Investment Insights are written by Angeles' CIO Michael Rosen
Michael has more than 30 years experience as an institutional portfolio manager, investment strategist, trader and academic.
The following item caught my eye on Bloomberg:
Los Angeles City Employees’ Retirement System is scheduled to discuss a staff report requested at a prior meeting on the pension’s specialized private equity and real estate investment programs…. The programs agenda targeted “emerging managers, funds focused on underserved markets, demographically targeted partnerships, and geographically targeted investments.”
Since inception in 2004, the programs have committed $198 million to 23 funds that have earned an average annual return of 3 percent, according to the staff report. Within that, seven non-traditional real estate investments have returned negative 4 percent.

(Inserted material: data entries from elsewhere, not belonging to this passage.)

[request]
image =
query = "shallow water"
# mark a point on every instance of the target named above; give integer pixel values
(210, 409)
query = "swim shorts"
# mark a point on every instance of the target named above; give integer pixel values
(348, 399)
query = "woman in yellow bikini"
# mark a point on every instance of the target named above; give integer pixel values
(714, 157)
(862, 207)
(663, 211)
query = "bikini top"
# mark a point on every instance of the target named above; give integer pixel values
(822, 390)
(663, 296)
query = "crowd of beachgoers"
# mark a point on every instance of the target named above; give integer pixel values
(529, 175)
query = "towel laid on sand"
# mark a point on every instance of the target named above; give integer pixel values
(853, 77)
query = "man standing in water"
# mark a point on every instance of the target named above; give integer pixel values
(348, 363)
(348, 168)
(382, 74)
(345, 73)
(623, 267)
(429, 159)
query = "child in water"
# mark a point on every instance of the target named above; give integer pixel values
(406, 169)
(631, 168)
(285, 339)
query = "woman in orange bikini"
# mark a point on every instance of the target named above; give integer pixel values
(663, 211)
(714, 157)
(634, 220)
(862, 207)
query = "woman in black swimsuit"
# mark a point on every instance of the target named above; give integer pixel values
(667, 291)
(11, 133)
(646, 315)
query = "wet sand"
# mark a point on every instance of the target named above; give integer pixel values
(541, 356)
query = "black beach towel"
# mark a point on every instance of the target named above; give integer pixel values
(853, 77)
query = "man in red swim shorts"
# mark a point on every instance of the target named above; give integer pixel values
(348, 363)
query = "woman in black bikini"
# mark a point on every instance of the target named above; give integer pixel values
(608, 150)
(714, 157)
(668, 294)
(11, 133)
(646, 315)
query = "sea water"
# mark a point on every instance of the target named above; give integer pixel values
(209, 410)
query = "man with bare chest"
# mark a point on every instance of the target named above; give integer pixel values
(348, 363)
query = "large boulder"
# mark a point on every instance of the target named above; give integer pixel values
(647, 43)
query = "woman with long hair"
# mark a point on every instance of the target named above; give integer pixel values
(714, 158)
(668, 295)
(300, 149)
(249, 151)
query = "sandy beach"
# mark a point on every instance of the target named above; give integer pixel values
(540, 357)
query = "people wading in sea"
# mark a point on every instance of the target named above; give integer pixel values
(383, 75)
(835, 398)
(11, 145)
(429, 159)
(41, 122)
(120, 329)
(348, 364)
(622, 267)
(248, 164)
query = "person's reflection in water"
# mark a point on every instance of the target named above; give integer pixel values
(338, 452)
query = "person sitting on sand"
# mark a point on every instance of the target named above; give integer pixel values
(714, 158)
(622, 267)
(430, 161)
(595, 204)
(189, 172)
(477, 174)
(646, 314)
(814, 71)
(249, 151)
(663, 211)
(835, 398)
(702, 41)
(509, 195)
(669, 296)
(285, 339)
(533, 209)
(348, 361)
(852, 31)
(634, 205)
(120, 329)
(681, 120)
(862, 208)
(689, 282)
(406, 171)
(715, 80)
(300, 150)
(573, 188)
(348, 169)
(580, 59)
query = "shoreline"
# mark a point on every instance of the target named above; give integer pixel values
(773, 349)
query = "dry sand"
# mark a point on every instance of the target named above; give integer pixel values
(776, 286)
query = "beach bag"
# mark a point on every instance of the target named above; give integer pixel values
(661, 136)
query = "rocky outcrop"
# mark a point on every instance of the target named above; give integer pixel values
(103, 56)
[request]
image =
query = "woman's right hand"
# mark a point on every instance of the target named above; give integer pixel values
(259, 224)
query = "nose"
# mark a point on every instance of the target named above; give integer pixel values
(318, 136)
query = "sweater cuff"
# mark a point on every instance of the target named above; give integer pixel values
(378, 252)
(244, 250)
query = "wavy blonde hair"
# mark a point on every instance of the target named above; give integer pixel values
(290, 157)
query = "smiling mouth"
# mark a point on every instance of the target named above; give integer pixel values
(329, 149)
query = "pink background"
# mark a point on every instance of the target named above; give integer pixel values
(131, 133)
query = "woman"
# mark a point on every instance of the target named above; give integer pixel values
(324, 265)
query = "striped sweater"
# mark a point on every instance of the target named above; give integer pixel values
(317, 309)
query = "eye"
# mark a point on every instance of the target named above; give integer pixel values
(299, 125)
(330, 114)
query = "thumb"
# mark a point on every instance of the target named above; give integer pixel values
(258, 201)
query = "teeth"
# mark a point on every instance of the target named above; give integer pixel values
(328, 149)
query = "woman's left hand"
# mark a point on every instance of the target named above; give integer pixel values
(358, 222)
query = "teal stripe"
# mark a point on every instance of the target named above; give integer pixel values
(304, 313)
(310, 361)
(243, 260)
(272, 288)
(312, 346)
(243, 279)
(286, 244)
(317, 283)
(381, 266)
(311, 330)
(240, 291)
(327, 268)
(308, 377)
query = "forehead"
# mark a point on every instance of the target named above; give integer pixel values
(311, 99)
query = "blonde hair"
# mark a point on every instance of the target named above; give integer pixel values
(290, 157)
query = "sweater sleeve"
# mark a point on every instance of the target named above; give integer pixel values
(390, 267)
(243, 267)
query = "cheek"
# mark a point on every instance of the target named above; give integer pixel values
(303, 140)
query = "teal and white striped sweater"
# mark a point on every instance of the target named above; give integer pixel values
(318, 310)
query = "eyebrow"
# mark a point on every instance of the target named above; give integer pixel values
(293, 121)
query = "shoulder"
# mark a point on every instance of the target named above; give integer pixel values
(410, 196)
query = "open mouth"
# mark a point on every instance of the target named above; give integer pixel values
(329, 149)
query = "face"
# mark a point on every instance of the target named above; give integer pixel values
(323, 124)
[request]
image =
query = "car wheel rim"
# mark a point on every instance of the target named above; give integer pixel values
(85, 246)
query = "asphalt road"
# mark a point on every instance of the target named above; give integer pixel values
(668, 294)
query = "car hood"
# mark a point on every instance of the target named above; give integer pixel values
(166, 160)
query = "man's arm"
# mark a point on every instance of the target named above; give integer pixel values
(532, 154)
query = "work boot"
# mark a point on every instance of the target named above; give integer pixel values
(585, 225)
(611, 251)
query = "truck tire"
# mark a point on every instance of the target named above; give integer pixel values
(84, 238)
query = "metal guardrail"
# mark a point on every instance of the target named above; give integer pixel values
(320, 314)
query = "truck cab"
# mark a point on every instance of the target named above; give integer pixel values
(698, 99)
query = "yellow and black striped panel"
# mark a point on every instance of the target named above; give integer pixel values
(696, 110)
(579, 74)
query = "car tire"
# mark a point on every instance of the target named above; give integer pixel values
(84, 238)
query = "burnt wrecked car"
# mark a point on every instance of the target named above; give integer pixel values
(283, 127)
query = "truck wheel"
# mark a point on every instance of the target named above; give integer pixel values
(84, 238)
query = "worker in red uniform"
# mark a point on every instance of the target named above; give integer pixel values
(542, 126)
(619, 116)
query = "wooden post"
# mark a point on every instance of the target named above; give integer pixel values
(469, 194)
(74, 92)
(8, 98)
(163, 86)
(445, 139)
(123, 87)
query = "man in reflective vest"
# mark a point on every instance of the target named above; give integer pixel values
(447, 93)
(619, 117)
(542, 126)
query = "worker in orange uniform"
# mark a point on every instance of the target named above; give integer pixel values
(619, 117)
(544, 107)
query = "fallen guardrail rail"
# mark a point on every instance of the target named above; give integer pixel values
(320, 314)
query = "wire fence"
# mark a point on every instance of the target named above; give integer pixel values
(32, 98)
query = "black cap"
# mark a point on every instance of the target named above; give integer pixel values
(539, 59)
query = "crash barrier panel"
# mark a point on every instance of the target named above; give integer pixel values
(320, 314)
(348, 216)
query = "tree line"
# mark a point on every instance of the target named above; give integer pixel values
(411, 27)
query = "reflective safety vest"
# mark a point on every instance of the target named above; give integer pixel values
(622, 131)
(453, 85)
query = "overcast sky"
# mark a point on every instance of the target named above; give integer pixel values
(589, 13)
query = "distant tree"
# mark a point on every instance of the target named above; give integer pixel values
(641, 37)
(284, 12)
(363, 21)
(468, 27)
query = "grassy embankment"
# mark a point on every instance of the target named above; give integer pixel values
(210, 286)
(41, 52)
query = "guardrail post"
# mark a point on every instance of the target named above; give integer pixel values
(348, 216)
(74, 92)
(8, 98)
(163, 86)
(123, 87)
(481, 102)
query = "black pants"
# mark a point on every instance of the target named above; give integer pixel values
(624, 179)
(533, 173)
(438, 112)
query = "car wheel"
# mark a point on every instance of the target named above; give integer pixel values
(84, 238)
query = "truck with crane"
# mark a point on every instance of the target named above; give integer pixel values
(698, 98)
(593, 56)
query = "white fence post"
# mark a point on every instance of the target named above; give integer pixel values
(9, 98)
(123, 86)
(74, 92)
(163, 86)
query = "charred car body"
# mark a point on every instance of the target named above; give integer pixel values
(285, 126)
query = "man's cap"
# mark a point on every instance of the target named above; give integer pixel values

An annualized loss of 4% in real estate over the past decade?! Even 3% p.a. for 10 years in private equity?! Is this “specialized” program a bad idea or just bad execution? (the choice is not mutually exclusive—it could be both). I’d be curious to know how many other public plans have similar programs and how those programs have performed.
Kudos to whomever it was at LACERS who asked for this program to be reviewed. I’m sure (hope) the trustees will remember their fiduciary obligation is to the beneficiaries of the System, and ultimately, to the taxpayers who are on the hook for the decisions these trustees make.